94-98 Fuel system troubleshooting
Engine won’t start:
Bleed the air out of the system
If you are starting your Cummins for the first time, it is required to “bleed” the air out of the injector lines by loosening the injector line nut just enough to allow fuel and air to escape the line while you are cranking the engine. It is usually required to do at least 3 injector lines. Tightening the line nut while you are still cranking the engine is the best way. This is also a good way to verify that the injector pump’s shut down solenoid is allowing fuel to the injector. If your supply fuel line is loose, it is possible to draw air into the fuel system at that point, so if you suspect you are not getting rid of the air in the system check your supply line connections. These engines should have between 18-30 psi or more of lift pump fuel pressure.

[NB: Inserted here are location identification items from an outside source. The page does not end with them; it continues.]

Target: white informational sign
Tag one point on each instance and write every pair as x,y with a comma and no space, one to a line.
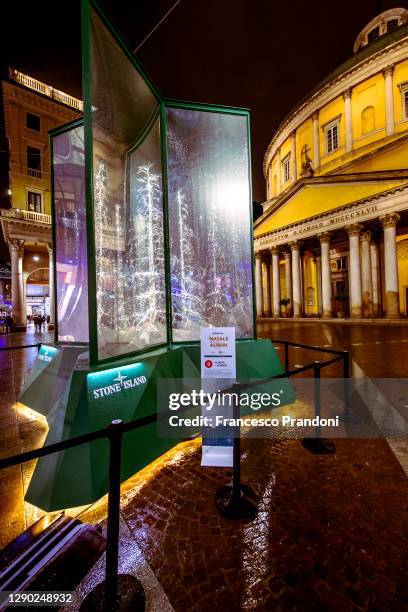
218,358
218,362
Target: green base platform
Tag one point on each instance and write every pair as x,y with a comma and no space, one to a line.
76,401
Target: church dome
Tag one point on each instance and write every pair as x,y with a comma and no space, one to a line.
382,24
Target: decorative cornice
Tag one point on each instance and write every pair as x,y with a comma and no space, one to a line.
388,70
277,201
366,209
324,237
389,220
369,65
354,229
366,236
295,245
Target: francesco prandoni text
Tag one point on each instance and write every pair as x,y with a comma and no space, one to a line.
222,421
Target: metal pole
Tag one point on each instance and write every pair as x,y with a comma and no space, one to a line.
316,374
346,383
286,356
112,544
236,465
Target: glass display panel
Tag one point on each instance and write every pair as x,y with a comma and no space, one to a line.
70,232
209,222
128,207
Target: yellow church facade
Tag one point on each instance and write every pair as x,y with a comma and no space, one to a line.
333,237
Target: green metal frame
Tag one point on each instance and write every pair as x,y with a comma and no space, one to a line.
86,6
67,127
214,108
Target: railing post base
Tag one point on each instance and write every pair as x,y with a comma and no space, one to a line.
229,505
131,596
320,446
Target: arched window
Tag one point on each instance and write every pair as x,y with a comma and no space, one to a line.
368,120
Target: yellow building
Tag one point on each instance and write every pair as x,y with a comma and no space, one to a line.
333,237
30,109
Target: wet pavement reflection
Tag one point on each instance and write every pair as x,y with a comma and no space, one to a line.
331,532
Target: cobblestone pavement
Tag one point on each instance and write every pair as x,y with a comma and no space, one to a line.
18,431
331,533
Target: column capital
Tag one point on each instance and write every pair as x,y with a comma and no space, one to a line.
347,93
16,246
389,220
365,236
354,229
388,70
295,245
324,237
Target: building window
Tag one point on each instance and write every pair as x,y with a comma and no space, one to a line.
374,34
286,168
34,201
332,136
392,24
368,120
404,100
33,162
33,122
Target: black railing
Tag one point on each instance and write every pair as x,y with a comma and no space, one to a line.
116,429
16,346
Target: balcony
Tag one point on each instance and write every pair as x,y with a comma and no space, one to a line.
26,215
34,172
45,90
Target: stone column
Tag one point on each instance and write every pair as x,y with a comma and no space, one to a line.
389,100
258,285
366,279
375,277
278,171
316,143
288,281
326,276
17,297
319,285
267,285
51,286
297,285
389,223
293,156
355,271
347,120
275,282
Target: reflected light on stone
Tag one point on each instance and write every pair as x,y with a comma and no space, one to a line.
255,557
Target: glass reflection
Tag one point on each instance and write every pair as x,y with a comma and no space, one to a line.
128,209
70,229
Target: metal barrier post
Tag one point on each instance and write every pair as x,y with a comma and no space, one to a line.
123,590
318,444
112,544
286,356
346,384
236,500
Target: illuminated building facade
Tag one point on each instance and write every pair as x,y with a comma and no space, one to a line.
30,109
333,237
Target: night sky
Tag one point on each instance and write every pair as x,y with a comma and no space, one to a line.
261,54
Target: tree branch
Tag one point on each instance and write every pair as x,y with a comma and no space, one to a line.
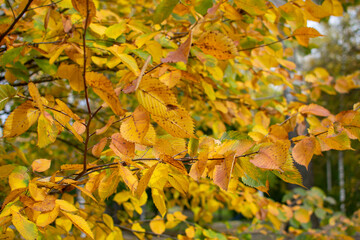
3,35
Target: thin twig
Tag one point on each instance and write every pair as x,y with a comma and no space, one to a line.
86,96
264,45
3,35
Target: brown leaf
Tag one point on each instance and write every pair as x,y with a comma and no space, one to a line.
181,54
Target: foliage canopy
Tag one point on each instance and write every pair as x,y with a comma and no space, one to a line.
117,97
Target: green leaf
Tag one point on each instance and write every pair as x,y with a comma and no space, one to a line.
163,10
6,93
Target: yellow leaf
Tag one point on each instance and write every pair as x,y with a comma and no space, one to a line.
130,62
304,151
108,221
26,228
80,223
19,178
138,231
85,191
302,215
115,30
209,91
178,165
217,45
65,205
20,120
135,127
155,96
176,122
106,127
130,180
41,165
104,89
5,170
74,74
303,34
198,168
47,131
122,147
179,182
64,108
144,181
47,218
157,225
86,8
97,148
170,145
159,200
272,156
34,93
159,177
223,172
36,193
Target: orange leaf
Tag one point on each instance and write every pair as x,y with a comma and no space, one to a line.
272,156
303,34
222,173
178,165
121,147
97,148
136,126
41,165
217,45
181,54
198,168
304,151
144,181
314,109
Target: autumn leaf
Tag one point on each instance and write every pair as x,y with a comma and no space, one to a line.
41,165
74,74
178,165
144,180
163,10
20,120
26,228
198,168
303,34
97,148
222,172
217,45
122,147
103,88
135,127
304,151
157,225
272,156
314,109
181,54
80,223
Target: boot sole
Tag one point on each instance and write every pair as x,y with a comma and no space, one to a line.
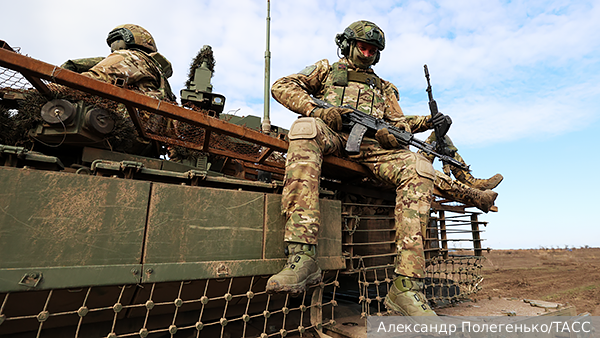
299,288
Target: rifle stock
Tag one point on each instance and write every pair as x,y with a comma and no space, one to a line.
361,125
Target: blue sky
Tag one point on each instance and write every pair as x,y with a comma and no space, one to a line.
520,79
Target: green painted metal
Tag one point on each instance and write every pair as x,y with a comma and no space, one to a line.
59,277
194,224
60,230
50,219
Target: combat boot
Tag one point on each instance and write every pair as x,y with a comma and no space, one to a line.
465,177
481,199
405,298
300,271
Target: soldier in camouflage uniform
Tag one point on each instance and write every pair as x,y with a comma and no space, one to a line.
462,175
134,62
351,80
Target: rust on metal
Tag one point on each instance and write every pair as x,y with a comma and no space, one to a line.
41,70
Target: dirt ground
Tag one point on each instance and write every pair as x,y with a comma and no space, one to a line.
566,276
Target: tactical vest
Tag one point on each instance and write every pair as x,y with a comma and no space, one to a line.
360,90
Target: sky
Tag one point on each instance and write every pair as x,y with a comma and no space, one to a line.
520,80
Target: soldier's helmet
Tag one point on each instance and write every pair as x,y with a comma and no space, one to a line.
360,31
134,36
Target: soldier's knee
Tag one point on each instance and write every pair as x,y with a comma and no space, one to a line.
304,128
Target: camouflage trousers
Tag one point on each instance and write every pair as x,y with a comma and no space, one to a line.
410,173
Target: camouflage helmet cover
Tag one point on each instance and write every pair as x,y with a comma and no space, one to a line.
134,36
361,31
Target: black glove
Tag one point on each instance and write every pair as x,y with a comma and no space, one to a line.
441,122
331,116
386,140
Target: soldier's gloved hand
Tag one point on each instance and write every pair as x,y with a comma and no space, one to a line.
441,121
386,140
331,116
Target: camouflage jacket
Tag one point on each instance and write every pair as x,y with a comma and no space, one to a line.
341,84
133,69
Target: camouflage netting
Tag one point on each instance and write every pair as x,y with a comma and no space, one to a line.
204,55
27,116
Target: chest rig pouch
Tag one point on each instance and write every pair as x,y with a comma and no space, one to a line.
360,90
341,76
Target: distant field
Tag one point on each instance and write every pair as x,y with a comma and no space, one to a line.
557,275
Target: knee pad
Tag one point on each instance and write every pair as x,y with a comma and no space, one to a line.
424,167
304,128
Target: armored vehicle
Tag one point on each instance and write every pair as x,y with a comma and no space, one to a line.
123,216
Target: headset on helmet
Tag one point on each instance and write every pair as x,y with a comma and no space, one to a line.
363,30
134,36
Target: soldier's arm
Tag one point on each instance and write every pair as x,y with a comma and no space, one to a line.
120,69
393,112
294,91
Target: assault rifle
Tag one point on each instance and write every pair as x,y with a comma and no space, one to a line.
440,129
361,124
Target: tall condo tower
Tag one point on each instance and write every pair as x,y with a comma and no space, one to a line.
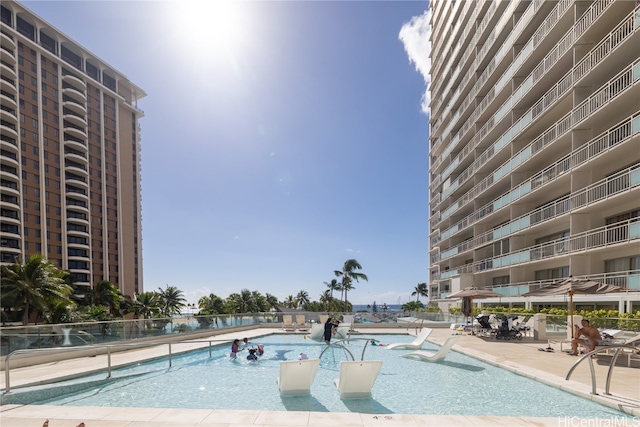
534,144
70,159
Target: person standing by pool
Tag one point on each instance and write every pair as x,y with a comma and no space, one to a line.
235,348
329,330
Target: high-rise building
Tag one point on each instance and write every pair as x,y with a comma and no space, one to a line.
534,145
70,155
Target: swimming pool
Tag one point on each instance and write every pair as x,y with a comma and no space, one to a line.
459,386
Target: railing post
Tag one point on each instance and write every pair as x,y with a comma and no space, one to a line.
108,362
7,386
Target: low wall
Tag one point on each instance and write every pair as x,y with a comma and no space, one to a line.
37,357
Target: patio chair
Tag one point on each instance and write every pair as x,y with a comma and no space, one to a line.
357,378
416,343
296,376
347,320
627,356
439,355
287,323
301,323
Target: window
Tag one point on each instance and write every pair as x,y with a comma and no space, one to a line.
552,273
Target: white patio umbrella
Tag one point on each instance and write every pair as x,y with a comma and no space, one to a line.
571,286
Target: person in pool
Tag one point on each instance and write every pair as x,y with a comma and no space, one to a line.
252,357
235,348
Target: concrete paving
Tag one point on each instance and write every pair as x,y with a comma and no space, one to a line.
522,357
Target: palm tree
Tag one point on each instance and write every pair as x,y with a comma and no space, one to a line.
326,298
35,284
211,304
108,295
333,285
412,306
172,300
290,302
146,305
240,303
348,275
272,301
302,298
421,291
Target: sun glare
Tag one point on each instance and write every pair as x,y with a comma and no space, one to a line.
210,25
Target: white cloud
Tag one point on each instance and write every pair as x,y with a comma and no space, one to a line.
415,35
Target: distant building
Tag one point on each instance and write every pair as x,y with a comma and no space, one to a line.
534,147
70,155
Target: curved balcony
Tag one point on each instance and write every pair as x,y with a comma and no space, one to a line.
76,220
75,131
79,145
74,106
77,173
10,120
78,243
75,120
8,129
10,187
8,100
76,193
77,203
7,55
74,95
8,246
74,82
8,72
7,42
9,91
75,157
11,216
10,159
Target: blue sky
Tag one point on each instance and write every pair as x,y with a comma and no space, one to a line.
279,139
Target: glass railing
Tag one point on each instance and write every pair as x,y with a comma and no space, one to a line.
596,55
110,332
560,9
599,145
613,88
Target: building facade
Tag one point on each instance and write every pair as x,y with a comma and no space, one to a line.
70,155
534,145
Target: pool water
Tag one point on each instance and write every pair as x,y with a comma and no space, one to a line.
460,385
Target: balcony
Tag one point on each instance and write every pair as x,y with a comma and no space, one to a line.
74,105
73,94
76,131
71,81
7,43
74,120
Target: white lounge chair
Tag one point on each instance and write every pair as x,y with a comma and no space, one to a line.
317,332
416,343
287,323
439,355
357,378
296,376
347,320
301,323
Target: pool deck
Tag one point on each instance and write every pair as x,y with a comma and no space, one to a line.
522,357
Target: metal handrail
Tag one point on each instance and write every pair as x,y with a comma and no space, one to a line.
339,344
89,347
614,358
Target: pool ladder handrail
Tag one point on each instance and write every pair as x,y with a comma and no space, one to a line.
612,363
7,365
340,344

Good supply pressure/fuel at injector
If you have fuel at the injector, good fuel supply pressure, and you are fairly certain you have no more air in the system, you may have a weak injector pump or incorrect injector pump timing. You may especially suspect this kind of problem if you have never heard the engine run before, or you replaced the injector pump.
Good supply pressure/no fuel at injector
If you have no fuel at the injector, but you have good fuel pressure, then your shut down solenoid is not working properly. The shut down solenoid lifts the shut down lever on the injector pump to allow the engine to run. Start only power lifts the solenoid, and key on power holds it in the up position.
Poor supply pressure
If you have poor supply pressure, check the overflow valve (shown inside the red circle in the picture below). This is a special banjo bolt with a spring and ball inside that regulates the fuel pressure inside the injector pump. It is located between the engine and the injector pump.
Take the valve out and shake it. If the spring is broke it will rattle. If it looks like this one, you can take it apart and add or remove shims to adjust the pressure. We don’t recommend pressures greater than 60 psi. If there is nothing wrong with the overflow valve, then you may have a lift pump problem- or a restriction or an air leak in your supply line between the lift pump and the tank.